5.2 Comparison of algorithms

In order to verify the effectiveness of this method, we compared it to Changick’s methods [5], Li’s methods [6], Feng’s method [11], and Jegou’s method [12]. The four methods are classic algorithms for image retrieval and have good robustness to local geometric distortion and scaling transformation.

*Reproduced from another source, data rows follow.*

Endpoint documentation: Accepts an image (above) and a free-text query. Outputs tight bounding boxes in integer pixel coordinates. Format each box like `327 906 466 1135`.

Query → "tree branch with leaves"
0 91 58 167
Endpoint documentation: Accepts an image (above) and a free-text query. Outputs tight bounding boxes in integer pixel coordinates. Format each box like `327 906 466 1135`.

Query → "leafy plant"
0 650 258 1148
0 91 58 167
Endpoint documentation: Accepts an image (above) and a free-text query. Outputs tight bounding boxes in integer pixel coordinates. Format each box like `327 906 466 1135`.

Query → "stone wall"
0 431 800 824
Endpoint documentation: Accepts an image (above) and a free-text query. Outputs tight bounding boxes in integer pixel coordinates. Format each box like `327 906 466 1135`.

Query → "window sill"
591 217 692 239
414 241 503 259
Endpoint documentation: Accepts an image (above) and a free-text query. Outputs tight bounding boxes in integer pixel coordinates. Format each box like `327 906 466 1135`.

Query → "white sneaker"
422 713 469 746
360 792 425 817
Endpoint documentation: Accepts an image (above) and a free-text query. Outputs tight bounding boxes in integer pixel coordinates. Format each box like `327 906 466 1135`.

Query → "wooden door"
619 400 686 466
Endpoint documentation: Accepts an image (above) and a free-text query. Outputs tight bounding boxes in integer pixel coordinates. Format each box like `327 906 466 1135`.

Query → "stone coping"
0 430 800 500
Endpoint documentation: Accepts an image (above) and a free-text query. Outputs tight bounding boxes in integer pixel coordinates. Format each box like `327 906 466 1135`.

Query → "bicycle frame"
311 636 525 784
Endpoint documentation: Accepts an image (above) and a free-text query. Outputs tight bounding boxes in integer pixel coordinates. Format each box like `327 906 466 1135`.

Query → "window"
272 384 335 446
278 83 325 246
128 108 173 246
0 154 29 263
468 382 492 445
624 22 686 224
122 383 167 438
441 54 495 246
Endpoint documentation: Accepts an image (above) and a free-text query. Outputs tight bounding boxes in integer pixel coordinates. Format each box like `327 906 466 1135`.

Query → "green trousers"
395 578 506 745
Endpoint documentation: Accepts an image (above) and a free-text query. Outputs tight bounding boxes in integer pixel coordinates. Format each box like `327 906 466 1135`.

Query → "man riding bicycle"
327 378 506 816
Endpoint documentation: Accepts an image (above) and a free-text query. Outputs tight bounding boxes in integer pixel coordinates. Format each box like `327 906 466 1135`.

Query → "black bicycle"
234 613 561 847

As shown in Fig. 9, the proposed method has two advantages: (1) with the same precision rate, the recall rate of the proposed method is closest to the ideal value (100 %). (2) When the precision rate increases, the recall rate of the four methods decrease sharply, whereas the recall rate of the proposed method decreases slowly. Hence, this method gives better performance.

Fig. 9
figure 9

Algorithm comparison

5.3 Large-scale image retrieval

5.3.1 Scalability analysis

The average retrieval time under different numbers of images was tested. As shown in Fig. 10, with increasing number of images, the average retrieval time increased linearly. When the number of images was 12 million, the average retrieval time was 0.7 s. With the expansion of hadoop clusters, the average retrieval time can be further reduced. Therefore, this system has good scalability.

Fig. 10
figure 10

Comparison of average retrieval time under different numbers of images

5.3.2 Algorithm optimization

The effect of the bloom filter (BF), prefix query (PQ), range query (RQ), and multiple threading (MT) was tested. As shown in Fig. 11, for 12 million images, the average retrieval time of the basic algorithm was 20.3 s. By adding the bloom filter, the average retrieval time shortened to 17.2 s, and the efficiency was improved by 15.3 %. Meanwhile, with the increase in data volume, Hbase distributed these data to each node, and the nodes were divided into different regions. Therefore, the use of multiple threading was shown to improve average retrieval time. However, the most obvious performance improvement was with the range query. The range query greatly reduced the amount of data loading in Hbase and the number of comparisons in the next filter, so the average retrieval time was only 0.72 s.

Fig. 11
figure 11

Algorithm optimization

5.3.3 Retrieval effect

As shown in Table 3, the experimental results indicate that, when H = 2, T = 9, and t = 8, the recall rate of the proposed method was 93.8 %; the precision rate was 99.1 %. With further adjustment of threshold T and t, the actual retrieval precision of this method could approach 100 %, while the decrease in the recall rate is limited. This situation demonstrates that the proposed method has a higher accuracy.

Table 3 Retrieval results

6 Conclusion

For tracking and verifying image sources, this paper described a real-time, large-scale duplicate image detection method based on multi-feature fusion. The proposed method used multi-feature fusion to improve retrieval accuracy. Here, multi-feature fusion uses a perception hash to generate image signatures, reducing the search time of images, and uses block-average grayscale features and Haar wavelet features to conduct multiple filtering, thereby improving the retrieval accuracy. Then, using Hbase design, this method utilized the bloom filter and range query to improve the retrieval efficiency. Here, the bloom filter was used to eliminate partly extended signatures, reducing disk IO time. The range query was used to replace individual scanning of the prefix query, effectively reducing the amount of data loading and the number of comparisons required. Experimental results show that, compared to existing algorithms, for scaling transformations, watermark transformations, and storage format transformations, the proposed method exhibited a higher precision rate and recall rate. Meanwhile, the method’s real-time responsiveness and scalability also met actual needs. Future work will mainly focus on more complex image transformations, especially cropping transformation.